Mayor Mike Purzycki presented a plan to fill the coming fiscal year’s $5.6 million shortfall in his annual budget address to members of City Council Thursday evening.

“Obviously, I don’t believe this is the time to raise taxes by 14%, which is what we would need to cover the deficit. Nor do I believe it wise to lay off employees when unemployment itself is a problem for the country’s economy,” he said.

Wilmington Mayor Mike Purzycki delivers his budget address via Zoom to members of Wilmington City Council Thursday night. (courtesy Wilm. City Council)

Instead, for the second year in a row, Purzycki will tap Wilmington’s stabilization reserves to make up the gap. While that covers the coming budget year’s deficit for FY 2022, the city could face an even steeper decline in FY 2023.

“Our structural revenue loss projected for next fiscal year, along with increases resulting from contract negotiations, will make balancing the Fiscal Year 2023 budget that much more difficult, and it will be even worse if we are not cautious,” he said, warning councilmembers about adding new programs that will exacerbate the problem.

“When the budget is balanced on its own, there will be a fiscal cliff that this government will have to reckon with. So, be advised when you try to pack the budget with spending, there will be a price to pay, either in future high tax increases or severe layoffs.”

The budget is $8.6 million higher than last year’s, an increase of 5.3%. Purzycki said much of that increase is mandatory, including a more than $3 million increase in debt service. Another $2.6 million increase is due to cost-of-living and step increases required for city workers.

Another $650,000 in extra spending will fund further implementation of Wilmington’s police body camera program.

While holding the line on property taxes, Purzcyki’s plan does call for an increase in water/sewer fees by 3% and stormwater fees by 2%. That combined increase amounts to less than $4 per month for the average city resident, according to the mayor’s office.

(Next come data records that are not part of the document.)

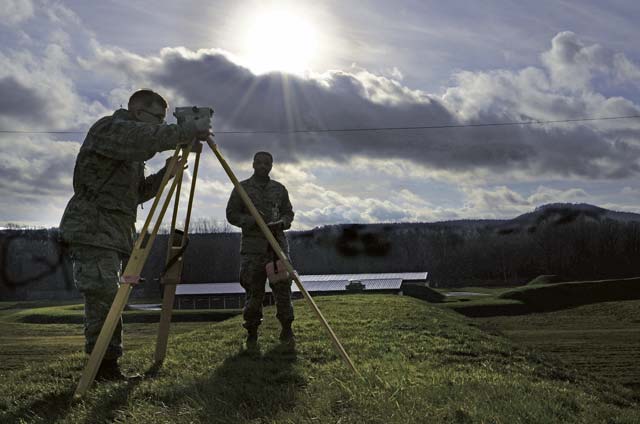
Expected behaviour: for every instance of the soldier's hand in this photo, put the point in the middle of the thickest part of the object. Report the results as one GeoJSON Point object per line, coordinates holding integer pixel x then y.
{"type": "Point", "coordinates": [173, 171]}
{"type": "Point", "coordinates": [276, 225]}
{"type": "Point", "coordinates": [249, 221]}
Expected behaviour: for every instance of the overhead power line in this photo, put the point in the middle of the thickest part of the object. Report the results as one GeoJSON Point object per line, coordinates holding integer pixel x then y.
{"type": "Point", "coordinates": [401, 128]}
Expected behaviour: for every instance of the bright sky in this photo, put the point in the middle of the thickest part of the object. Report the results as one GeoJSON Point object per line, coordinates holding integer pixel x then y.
{"type": "Point", "coordinates": [265, 65]}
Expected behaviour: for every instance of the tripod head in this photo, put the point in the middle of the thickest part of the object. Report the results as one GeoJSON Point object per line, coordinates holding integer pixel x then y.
{"type": "Point", "coordinates": [200, 116]}
{"type": "Point", "coordinates": [192, 113]}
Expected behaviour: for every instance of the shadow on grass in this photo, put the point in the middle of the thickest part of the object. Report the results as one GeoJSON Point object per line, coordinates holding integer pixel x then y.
{"type": "Point", "coordinates": [47, 409]}
{"type": "Point", "coordinates": [249, 386]}
{"type": "Point", "coordinates": [549, 298]}
{"type": "Point", "coordinates": [113, 400]}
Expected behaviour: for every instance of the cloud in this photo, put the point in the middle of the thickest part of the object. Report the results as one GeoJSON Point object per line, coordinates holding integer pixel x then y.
{"type": "Point", "coordinates": [575, 66]}
{"type": "Point", "coordinates": [14, 12]}
{"type": "Point", "coordinates": [502, 201]}
{"type": "Point", "coordinates": [357, 98]}
{"type": "Point", "coordinates": [18, 101]}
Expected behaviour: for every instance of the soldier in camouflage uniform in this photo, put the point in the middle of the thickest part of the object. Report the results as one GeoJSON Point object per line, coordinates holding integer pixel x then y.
{"type": "Point", "coordinates": [109, 183]}
{"type": "Point", "coordinates": [272, 201]}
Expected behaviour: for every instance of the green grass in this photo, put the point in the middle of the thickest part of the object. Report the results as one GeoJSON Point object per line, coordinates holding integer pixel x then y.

Wilmington expects to get about $55 million from the American Rescue Plan signed by President Biden. Purzycki said he’ll follow the guidelines that restrict those funds from being used for general operational expenses.

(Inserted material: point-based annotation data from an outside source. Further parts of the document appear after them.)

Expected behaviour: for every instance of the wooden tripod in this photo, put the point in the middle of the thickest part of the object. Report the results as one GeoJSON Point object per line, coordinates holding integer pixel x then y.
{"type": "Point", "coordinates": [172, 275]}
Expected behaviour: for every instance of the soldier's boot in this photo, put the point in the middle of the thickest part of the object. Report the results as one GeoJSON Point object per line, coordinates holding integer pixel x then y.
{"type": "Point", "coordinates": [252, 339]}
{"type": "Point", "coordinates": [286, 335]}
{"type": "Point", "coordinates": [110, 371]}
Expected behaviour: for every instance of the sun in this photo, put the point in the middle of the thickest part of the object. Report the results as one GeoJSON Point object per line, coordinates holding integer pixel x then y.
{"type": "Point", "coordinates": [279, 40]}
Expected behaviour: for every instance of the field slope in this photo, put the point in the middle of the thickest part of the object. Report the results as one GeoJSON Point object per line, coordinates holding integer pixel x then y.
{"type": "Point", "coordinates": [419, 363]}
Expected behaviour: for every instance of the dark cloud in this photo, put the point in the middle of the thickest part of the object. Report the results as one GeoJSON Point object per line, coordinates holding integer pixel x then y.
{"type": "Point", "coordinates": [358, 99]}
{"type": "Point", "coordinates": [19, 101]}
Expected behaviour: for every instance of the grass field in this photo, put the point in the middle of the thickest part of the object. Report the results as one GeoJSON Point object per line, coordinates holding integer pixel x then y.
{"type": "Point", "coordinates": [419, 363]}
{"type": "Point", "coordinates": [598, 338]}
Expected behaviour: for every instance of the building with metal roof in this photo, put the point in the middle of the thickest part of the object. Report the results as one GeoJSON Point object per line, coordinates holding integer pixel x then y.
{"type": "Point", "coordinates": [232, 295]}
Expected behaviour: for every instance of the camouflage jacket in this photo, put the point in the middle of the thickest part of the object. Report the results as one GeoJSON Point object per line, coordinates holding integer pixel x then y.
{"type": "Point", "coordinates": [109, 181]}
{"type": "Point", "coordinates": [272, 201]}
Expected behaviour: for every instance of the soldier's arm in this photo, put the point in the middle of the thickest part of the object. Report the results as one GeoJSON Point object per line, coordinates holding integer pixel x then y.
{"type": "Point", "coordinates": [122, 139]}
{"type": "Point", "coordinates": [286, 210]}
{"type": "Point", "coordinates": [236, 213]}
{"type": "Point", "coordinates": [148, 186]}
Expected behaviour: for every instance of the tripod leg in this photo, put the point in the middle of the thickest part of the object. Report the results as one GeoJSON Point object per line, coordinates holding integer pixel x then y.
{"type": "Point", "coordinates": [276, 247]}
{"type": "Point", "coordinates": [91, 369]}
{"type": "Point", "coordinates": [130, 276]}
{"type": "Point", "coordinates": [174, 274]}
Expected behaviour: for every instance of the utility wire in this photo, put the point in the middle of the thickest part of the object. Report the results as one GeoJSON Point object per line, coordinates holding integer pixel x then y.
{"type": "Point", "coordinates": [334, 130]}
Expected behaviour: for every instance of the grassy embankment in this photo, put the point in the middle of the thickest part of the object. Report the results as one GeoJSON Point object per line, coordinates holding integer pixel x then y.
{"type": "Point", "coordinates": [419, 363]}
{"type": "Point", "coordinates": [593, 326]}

“As we better understand the regulations as they are promulgated, we will confer with Council where appropriate,” he said. “These funds are one-time revenue only and must therefore only be used with the long-term structural health of the city in mind.”

Councilman Chris Johnson said he looked forward to working with Purzycki to help Wilmington emerge from the pandemic as a stronger city. “The hope is that the additional federal funds can be used to not only plug short term holes, but create long-term investments back into Wilmington’s best assets – it’s people and it’s neighborhoods.”

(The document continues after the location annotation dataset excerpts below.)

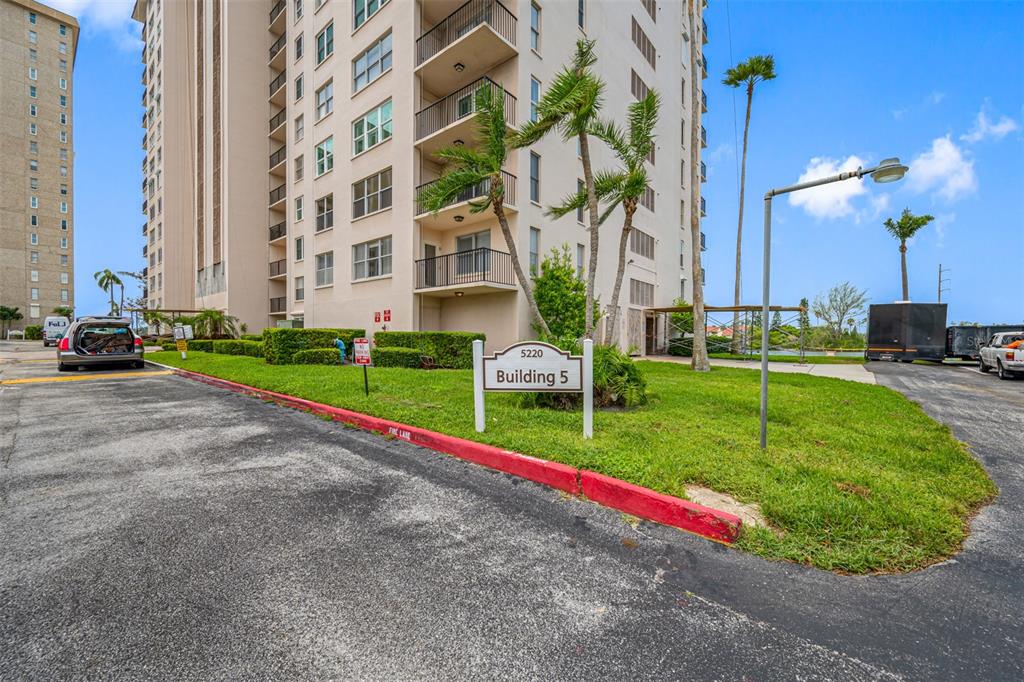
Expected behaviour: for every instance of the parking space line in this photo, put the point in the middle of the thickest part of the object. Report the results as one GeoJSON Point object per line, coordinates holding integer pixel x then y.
{"type": "Point", "coordinates": [47, 380]}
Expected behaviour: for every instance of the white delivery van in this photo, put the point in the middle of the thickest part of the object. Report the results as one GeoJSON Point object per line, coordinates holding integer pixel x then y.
{"type": "Point", "coordinates": [53, 330]}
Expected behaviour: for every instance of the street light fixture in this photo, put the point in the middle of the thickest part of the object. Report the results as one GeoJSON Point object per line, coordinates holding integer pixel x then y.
{"type": "Point", "coordinates": [889, 170]}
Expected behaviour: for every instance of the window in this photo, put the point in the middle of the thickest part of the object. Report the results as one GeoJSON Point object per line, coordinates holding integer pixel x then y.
{"type": "Point", "coordinates": [535, 251]}
{"type": "Point", "coordinates": [325, 268]}
{"type": "Point", "coordinates": [325, 100]}
{"type": "Point", "coordinates": [372, 129]}
{"type": "Point", "coordinates": [375, 60]}
{"type": "Point", "coordinates": [641, 244]}
{"type": "Point", "coordinates": [535, 97]}
{"type": "Point", "coordinates": [325, 43]}
{"type": "Point", "coordinates": [641, 293]}
{"type": "Point", "coordinates": [535, 177]}
{"type": "Point", "coordinates": [535, 27]}
{"type": "Point", "coordinates": [372, 259]}
{"type": "Point", "coordinates": [372, 194]}
{"type": "Point", "coordinates": [325, 213]}
{"type": "Point", "coordinates": [325, 156]}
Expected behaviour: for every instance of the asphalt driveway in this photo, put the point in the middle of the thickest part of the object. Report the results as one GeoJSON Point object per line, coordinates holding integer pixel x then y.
{"type": "Point", "coordinates": [152, 526]}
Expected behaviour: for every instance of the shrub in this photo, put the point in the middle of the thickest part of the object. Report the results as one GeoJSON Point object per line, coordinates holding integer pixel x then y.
{"type": "Point", "coordinates": [453, 350]}
{"type": "Point", "coordinates": [316, 356]}
{"type": "Point", "coordinates": [239, 347]}
{"type": "Point", "coordinates": [281, 344]}
{"type": "Point", "coordinates": [389, 356]}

Purzycki also used the budget presentation to outline some of his priorities for the city, including a plan for the city to take a bigger role in development of a high school within the city limits.

“If we are unhappy with the condition of the city, its poverty, and its crime, then we must strengthen the only institution standing that can influence the future for Wilmington’s children, and in the end, the City itself,” he said. “I commit to you my dedication to a better education for our youth and a city high school that can serve as the anchor for our young people’s’ healthy identity and self-image—a high school that serves also as a cultural activity center and as a community support system.”

The city’s last traditional public high school, Wilmington High, closed its doors more than 20 years ago. Since then, most city high school students have largely been bused to schools located miles outside the city. Wilmington’s students are divided among several districts and city leaders have little, if any, say over how those schools are run.

Other priorities include combatting the city’s rise in violent crime. Like lots of other urban areas, Wilmington saw a dramatic increase in violence during the pandemic. City shooting incidents were up 52% and homicides increased 35% in 2020.

Purzcki said the violence is not a policing problem. “If we don’t fix the underlying social ills, we will never reduce crime in the long run,” he said. “It will be the theme of this administration to improve the housing and the environment our children are raised in. We will continue to improve our parks.”

He also said the city will offer its youth employment program throughout the year, not just in the summer as had been previously done, in an effort to engage young people and give them a sense of purpose.

City Council President Trippi Congo, who has clashed with Puryzcki over efforts to increase penalties for landlords, said there’s lots of common ground in the mayor’s agenda.

“We in Council believe it is important to focus attention on that which unites us rather than that which divides,” Congo said. “Our goal like that of the Mayor is to significantly improve the quality of life for city-based residents and businesses. Wilmington City Council is in strong agreement with Mayor Purzycki around the areas of priority for the city.”

Council will hold budget hearings on the plan over the coming weeks. They must approve a budget by June.